Airbus Faces UK Criminal Fraud Probe
World Economy

Airbus Faces UK Criminal Fraud Probe

A criminal investigation into Airbus Group SE’s practices in selling planes and arranging financing overseas will seek to shed light on the use of third parties who are often critical in closing deals.
The inquiry, which the UK’s Serious Fraud Office said it opened in July and Airbus disclosed Sunday, could run for years. While Airbus may not feel the short-term impact, given that it has dropped the questionable middlemen and expects suspended financing guarantees to be restored, an unfavorable outcome could result in fines and damage the company’s reputation, Bloomberg reported.
Scrutiny of the use of third parties comes as Airbus and its rivals seek greater influence in emerging markets, which have taken over from the US and Europe as drivers of growth in the commercial aircraft business. Airbus said in April that top management had identified questionable use of third parties and alerted the UK and other regulators, but the formal investigation brings the issue to a new, more serious level.
One focus of the SFO inquiry is Airbus’s failure to disclose its use of third parties to UK Export Finance, an agency that arranges credit guarantees for overseas sales. Airbus lost export credit in April after the plane maker informed authorities of inaccuracies in a number of applications.

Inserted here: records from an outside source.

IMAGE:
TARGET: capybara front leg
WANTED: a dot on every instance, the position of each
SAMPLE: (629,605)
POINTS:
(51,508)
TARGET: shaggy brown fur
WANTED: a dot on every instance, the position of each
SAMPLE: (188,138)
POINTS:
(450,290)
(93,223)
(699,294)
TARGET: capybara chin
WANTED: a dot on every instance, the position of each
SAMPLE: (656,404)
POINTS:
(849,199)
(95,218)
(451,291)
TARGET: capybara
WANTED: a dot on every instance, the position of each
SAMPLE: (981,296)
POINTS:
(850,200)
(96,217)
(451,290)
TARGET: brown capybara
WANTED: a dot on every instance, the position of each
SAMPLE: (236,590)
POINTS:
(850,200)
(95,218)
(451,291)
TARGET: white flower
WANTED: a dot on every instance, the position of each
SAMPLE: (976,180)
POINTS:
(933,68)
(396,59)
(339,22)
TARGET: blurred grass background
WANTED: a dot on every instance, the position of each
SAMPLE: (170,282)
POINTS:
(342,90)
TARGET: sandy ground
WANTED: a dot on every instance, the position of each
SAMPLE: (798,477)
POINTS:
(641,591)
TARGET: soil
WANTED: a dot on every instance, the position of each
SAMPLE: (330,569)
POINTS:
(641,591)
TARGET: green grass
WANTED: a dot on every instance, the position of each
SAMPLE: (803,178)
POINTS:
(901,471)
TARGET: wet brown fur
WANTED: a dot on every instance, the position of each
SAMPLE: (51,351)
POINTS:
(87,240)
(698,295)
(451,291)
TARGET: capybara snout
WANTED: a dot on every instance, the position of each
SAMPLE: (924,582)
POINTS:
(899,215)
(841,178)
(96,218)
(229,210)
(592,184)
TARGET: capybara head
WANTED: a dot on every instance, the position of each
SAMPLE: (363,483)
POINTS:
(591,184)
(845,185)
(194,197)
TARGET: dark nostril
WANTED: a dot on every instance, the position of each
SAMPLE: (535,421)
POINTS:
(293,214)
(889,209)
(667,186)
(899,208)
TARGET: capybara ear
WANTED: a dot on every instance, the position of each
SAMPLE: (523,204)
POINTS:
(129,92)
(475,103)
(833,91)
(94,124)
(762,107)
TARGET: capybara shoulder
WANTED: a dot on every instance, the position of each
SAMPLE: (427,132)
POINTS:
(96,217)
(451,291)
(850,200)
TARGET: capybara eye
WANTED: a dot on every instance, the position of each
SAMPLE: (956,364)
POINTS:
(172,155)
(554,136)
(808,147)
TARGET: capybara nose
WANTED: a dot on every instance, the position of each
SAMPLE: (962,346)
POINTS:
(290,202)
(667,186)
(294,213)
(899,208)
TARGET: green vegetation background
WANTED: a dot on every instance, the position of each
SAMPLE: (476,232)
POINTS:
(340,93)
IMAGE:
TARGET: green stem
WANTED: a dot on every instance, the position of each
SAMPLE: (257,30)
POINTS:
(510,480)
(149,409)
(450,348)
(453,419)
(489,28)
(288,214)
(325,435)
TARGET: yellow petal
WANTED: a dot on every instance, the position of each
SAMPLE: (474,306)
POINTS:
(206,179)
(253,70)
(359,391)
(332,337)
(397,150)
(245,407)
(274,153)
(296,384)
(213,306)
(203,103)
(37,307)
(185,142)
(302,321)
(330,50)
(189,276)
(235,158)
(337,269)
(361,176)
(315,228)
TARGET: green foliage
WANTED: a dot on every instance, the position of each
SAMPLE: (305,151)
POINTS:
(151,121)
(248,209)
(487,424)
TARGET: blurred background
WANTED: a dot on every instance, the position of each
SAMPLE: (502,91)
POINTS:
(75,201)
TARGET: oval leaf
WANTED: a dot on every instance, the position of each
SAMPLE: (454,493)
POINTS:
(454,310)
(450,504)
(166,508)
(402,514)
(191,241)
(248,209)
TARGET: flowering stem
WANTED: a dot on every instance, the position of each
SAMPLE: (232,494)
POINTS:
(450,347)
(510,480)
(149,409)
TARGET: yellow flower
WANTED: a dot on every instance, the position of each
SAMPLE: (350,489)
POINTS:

Government guarantees are expected to resume by yearend, Airbus Chief Executive Officer Tom Enders has said.

  Growing Challenges
Airbus shares fell to their lowest since July 11 and traded down 0.7% to €50.64 ($56.14) in Paris.
The investigation adds to a growing list of challenges facing the company, including delays on its A400M military transport, production teething problems with the wide-body A350 commercial jet, slow sales of the A380 super-jumbo and the grounding of the Super Puma helicopter after a fatal accident.
Managing sales in the Middle East, Asia and other fast-growing regions, where governments often hold key stakes in airlines and other businesses, has tripped up other manufacturers. Because setting up a local office can take several years, the faster route is often to rely on local, established companies with connections to people making purchase decisions. Using intermediaries for overseas sales is not illegal, but can complicate oversight.
For 2015, only 6% of Airbus’s scheduled deliveries involved government loan guarantees, compared with about 30% at the height of the credit crunch, around 2009 and 2010.
SFO investigations take an average of four to six years. Enders’s mandate as CEO extends another two years.
One incentive for Airbus to cooperate is to make sure the company could be eligible for a deferred prosecution agreement, or DPA, if criminality is found. A DPA allows for a prosecution to be suspended in exchange for promises of compliance, as well as payment of a fine, redress and helping bring cases against individuals.